A New 15-Minute Lyme Diagnostic Test?
The ELISA and Western Blot method requires experienced professionals and several hours in laboratory time to bring to completion. Now, a team led by Sam Sia, professor of biomedical engineering at Columbia Engineering, has come up with a new, rapid form of testing which may dramatically shorten this waiting period. The result of their work is a microfluidic test that can diagnose Lyme to the same degree as the STT, but in a much shorter timespan: fifteen minutes. The team’s hope is that the simple test will be able to be utilised within a doctor’s office, without the need of a laboratory.
Sia’s team worked closely with Maria Gomes-Solecki, from Immuno Technologies, to find a specific sequence of three proteins that could identify antibodies unique to the Borrelia burgdorferi bacteria. Another company, OPKO Health, provided the microfluidic cassettes. During the testing stages, 142 samples were utilised, including those from healthy people from endemic Lyme areas, confirmed early Lyme patients, and those with Lyme arthritis (i.e. late stage chronic patients).
How Accurate Is The Test for Lyme Disease?
As mentioned above, the standard test for Lyme disease is notoriously unreliable. The multiplexed set of biomarkers was found to be more sensitive than standard Lyme disease tests, while also scoring high in specificity.
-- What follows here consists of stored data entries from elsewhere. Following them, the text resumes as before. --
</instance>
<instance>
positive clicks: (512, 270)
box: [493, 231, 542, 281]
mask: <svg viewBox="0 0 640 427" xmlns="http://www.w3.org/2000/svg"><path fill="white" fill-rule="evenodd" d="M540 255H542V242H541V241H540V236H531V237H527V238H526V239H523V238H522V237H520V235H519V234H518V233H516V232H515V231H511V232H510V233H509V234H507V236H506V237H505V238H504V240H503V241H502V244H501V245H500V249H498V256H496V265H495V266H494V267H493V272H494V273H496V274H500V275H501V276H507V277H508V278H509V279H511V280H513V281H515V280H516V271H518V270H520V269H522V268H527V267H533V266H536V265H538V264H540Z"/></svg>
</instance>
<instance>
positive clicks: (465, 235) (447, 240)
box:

The test was found to be particularly adept at picking up acute Lyme, possibly due to the fact it could detect antibodies that were in high supply during the first weeks after the initial tick bite. While this new test will undoubtedly need further honing and testing, it’s an encouraging development for Lyme patients and doctors alike.
This rapid test joins BCA-clinic’s unique Lyme ELISpot as a new wave of more specific Lyme testing. BCA-clinic assisted development of their test, and now use it exclusively over the traditional ELISpot. It is specifically engineered to test not just for attacking antigens (like the STT), but also memory antigens, which are formed by the immune system after a disease has been eradicated or present for a long time. By testing for these two types of antigen, doctors are able to get a clearer picture on the stage of Lyme a person is suffering from. If attacking antigens are present, it’s likely an active infection; if it’s just memory antigens, then the symptoms are likely predominantly caused by a faulty immune response. This snapshot of the patient’s condition aids treatment immeasurably.
How Is Lyme Disease Treated?
Lyme treatment is entirely specific to the stage of the disease. To treat an active infection, antibiotics are required, while treating an immune response deficiency usually requires nutritional changes and herbal supplements to help the body effectively fight back.
While treatment for Lyme disease is undeniably a hard road, successful, clear-cut diagnosis is a crucial first step. With these advances in testing, the sky-high misdiagnosis rates surrounding Lyme should see an improvement. This in turn will inform more education and visibility around the disease, so that more people can catch it in the early stages when it’s easily treatable. Although there’s still a long way to go, the emergence of a potentially accurate, 15-minute Lyme diagnostic test is more than encouraging.